Imagine a messy accounting system. A joke says that "EBITDA" means "earns before I trick d*** auditor" based on the complications accounting has. But there isn't any "tricking" purpose here, just messy concepts. Instead of managing just sales, incomes, costs, cash, revenue etc from where you could do easy equations, they do things like [kidding](-sales +- sqrt(sales^2 - 4·income·costs)/(2·income)[/kidding] if its useful or frequent, and these mixes replace the most "straightforward" concepts.
Accounting "complications" have good reasons, like in the "provisión(es)" and "dotaciones" system (in English accounting "provisiones" seems to be provisions, but for "dotación" -each expense that goes to a provision- I cannot get a sure translation, candidates seem to be provisioning, endowment, allowance and allocation).
Fortunately there's one straightforward concept that survives: committed memory. This is the total use of memory including RAM and used pagefile. If one has disabled the pagefile, this amount must be lower than the usable or whatever name physical RAM b/c in that case it can only be in RAM (that seems to be 7.8 GB here adding "In use" 5.0 GB and "Available" 2.8 GB, physical RAM here is 8 GB; if I disabled the pagefile my "committed limit" would be those 7.8 GB as the hw needs some). My Committed now is 6.2 GB.
Now the sums I cannot do for the "complications"... succeeded unless it's a coincidence. Committed 6.2 GB and RAM in use 5.0 GB means a pagefile.sys of at least 1.2 GB. My pagefile.sys is about 4 GB now, why the additional 2.8 GB? Well, I have exactly 2.8 GB "Cached". As it isn't "Committed" it is "dispensable" (just an English word unless I've hit a technical term), but ready (not necessarily all at the same time) to be "committed" fast.
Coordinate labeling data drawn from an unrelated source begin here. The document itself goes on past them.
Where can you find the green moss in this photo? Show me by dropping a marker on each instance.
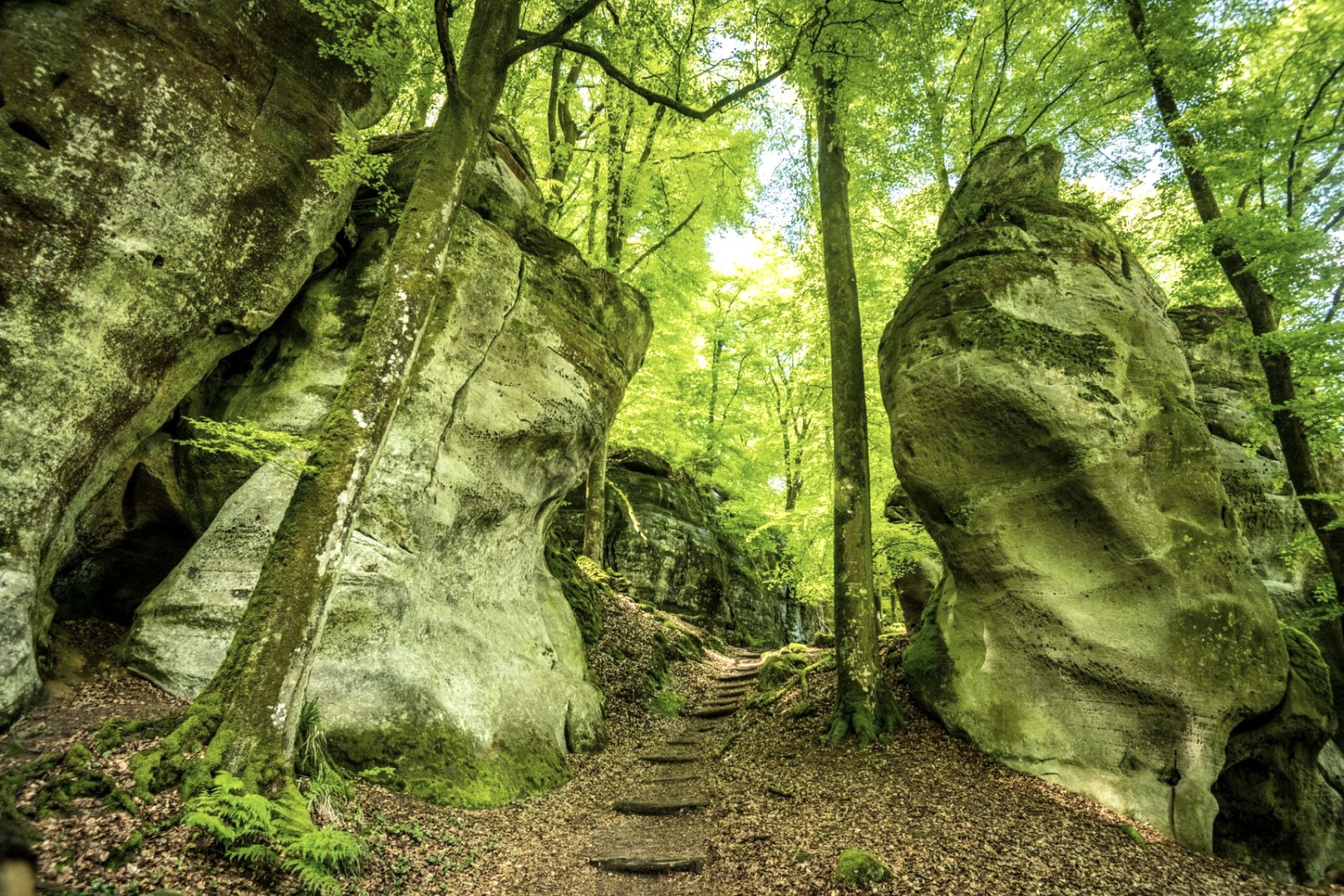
(803, 709)
(1306, 662)
(1074, 353)
(581, 593)
(189, 755)
(119, 730)
(445, 766)
(778, 668)
(925, 660)
(857, 868)
(666, 703)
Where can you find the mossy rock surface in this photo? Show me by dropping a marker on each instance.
(855, 870)
(1044, 426)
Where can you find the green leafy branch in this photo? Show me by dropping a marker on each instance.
(247, 441)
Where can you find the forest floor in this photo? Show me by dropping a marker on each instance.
(783, 806)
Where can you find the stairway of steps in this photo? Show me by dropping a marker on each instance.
(657, 826)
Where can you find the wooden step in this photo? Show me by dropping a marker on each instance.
(651, 845)
(671, 777)
(686, 741)
(671, 757)
(660, 801)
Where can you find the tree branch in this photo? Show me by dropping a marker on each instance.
(531, 41)
(664, 241)
(442, 15)
(652, 96)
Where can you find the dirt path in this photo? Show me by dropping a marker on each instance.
(659, 826)
(769, 809)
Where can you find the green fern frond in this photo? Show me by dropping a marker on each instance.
(254, 854)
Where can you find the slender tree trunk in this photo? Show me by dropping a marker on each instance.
(253, 704)
(1261, 311)
(594, 505)
(864, 706)
(619, 116)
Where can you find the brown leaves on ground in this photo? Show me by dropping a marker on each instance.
(942, 816)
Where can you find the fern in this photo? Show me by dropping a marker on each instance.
(276, 833)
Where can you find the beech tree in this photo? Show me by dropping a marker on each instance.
(1238, 265)
(864, 706)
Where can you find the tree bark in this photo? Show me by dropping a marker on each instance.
(864, 707)
(594, 505)
(1261, 311)
(259, 689)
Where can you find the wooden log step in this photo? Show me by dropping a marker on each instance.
(660, 801)
(651, 845)
(671, 757)
(649, 864)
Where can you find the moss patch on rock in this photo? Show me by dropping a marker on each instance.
(446, 766)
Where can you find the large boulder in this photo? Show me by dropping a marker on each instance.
(449, 652)
(160, 210)
(1098, 622)
(666, 533)
(1231, 395)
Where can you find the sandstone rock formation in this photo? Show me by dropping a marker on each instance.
(677, 555)
(159, 211)
(1229, 386)
(449, 652)
(1098, 622)
(1280, 805)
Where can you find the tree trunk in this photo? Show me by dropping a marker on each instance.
(254, 700)
(594, 505)
(1260, 308)
(864, 707)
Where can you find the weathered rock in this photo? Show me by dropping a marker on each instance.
(1229, 386)
(1044, 425)
(677, 555)
(1278, 812)
(159, 211)
(449, 650)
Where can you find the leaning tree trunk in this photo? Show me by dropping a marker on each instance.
(1261, 311)
(864, 707)
(594, 505)
(253, 704)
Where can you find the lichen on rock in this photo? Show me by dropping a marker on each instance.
(159, 212)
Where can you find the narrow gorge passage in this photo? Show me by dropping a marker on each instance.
(659, 829)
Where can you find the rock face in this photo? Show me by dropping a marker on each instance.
(1280, 805)
(1044, 425)
(449, 652)
(678, 556)
(1229, 385)
(159, 211)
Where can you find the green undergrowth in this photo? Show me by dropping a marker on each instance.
(857, 868)
(666, 703)
(781, 672)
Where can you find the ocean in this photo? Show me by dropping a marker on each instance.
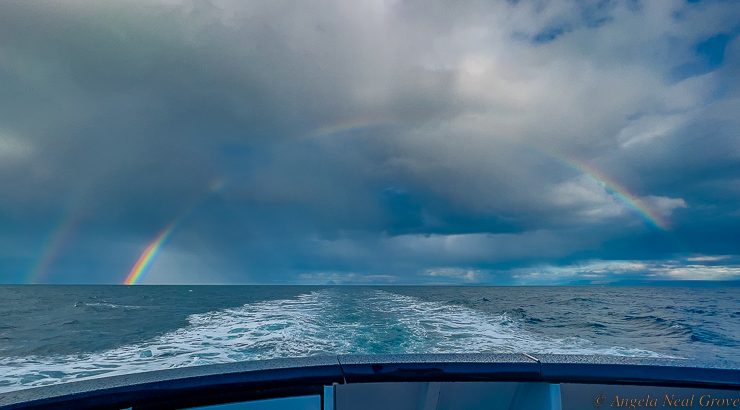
(54, 334)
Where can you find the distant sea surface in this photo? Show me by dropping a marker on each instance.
(54, 334)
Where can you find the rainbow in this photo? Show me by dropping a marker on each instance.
(622, 195)
(150, 253)
(147, 257)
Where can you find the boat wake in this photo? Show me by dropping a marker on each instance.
(325, 322)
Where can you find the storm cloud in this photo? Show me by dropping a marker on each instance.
(370, 141)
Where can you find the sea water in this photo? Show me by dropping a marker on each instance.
(54, 334)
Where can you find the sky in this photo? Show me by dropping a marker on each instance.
(369, 141)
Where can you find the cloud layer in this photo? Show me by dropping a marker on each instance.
(370, 141)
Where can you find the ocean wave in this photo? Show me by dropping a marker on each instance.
(324, 322)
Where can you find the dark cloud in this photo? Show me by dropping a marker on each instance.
(372, 142)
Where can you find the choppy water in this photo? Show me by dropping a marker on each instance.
(53, 334)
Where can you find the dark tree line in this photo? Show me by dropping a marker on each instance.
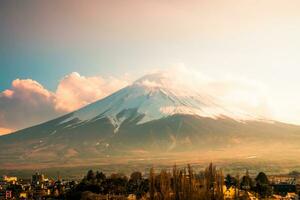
(174, 184)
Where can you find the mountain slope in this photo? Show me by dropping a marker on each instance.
(149, 119)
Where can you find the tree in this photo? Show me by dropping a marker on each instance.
(230, 181)
(90, 175)
(262, 185)
(246, 183)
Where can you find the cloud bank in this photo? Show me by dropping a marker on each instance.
(27, 102)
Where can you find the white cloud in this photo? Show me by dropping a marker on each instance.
(28, 103)
(75, 91)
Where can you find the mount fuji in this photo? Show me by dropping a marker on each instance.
(150, 120)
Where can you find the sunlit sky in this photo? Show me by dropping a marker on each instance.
(45, 41)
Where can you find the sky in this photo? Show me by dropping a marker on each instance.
(50, 50)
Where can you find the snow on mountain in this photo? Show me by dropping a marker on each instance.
(154, 96)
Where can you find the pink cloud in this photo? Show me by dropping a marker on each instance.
(28, 103)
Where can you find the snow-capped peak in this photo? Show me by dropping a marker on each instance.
(153, 97)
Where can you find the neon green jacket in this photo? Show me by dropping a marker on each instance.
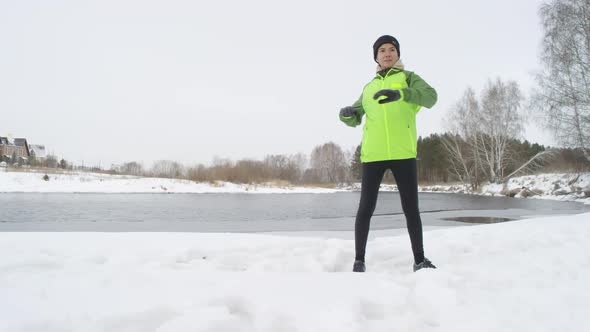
(390, 129)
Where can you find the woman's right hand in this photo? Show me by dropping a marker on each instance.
(348, 112)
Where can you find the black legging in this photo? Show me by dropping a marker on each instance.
(404, 172)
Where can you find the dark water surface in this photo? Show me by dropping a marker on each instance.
(241, 212)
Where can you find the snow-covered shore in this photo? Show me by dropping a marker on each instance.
(528, 275)
(82, 182)
(559, 186)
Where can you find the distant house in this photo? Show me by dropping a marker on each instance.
(18, 147)
(37, 151)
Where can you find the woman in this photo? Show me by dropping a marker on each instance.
(390, 103)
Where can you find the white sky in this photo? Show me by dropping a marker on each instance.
(113, 81)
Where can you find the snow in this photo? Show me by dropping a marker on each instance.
(527, 275)
(82, 182)
(556, 186)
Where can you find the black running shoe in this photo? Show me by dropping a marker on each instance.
(425, 264)
(359, 266)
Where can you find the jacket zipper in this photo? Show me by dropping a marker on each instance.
(386, 121)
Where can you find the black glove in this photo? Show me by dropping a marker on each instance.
(347, 112)
(392, 95)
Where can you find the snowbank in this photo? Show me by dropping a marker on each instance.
(81, 182)
(529, 275)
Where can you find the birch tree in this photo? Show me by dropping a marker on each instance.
(563, 92)
(481, 133)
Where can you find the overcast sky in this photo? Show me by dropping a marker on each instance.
(115, 81)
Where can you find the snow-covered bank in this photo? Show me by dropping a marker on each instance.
(81, 182)
(529, 275)
(566, 187)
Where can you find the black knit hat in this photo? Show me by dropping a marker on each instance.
(385, 39)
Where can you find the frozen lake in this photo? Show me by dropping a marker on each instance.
(249, 212)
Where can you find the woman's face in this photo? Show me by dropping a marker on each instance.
(387, 56)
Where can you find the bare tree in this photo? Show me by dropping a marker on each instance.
(499, 120)
(132, 168)
(460, 144)
(329, 161)
(481, 132)
(563, 92)
(167, 169)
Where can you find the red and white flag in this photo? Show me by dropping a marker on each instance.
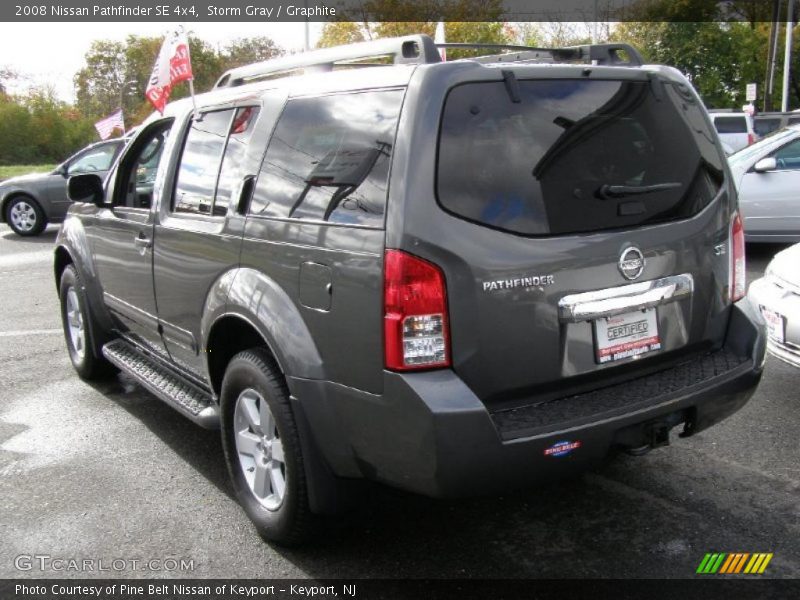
(438, 38)
(173, 65)
(105, 127)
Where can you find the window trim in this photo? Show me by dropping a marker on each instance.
(187, 128)
(312, 96)
(720, 193)
(776, 150)
(210, 216)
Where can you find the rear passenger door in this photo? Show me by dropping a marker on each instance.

In my Windows 10 system I have 32 GB and I have disabled the pagefile, the same as in a Windows 7 with 16 GB. This is risky specially compared to enabling it with "infinite" C: free space, but with large amounts of RAM Windows tends to waste disk space in caching. Technically (RAM prices apart) doing builds with RAM excess and disabling the pagefile is a good strategy.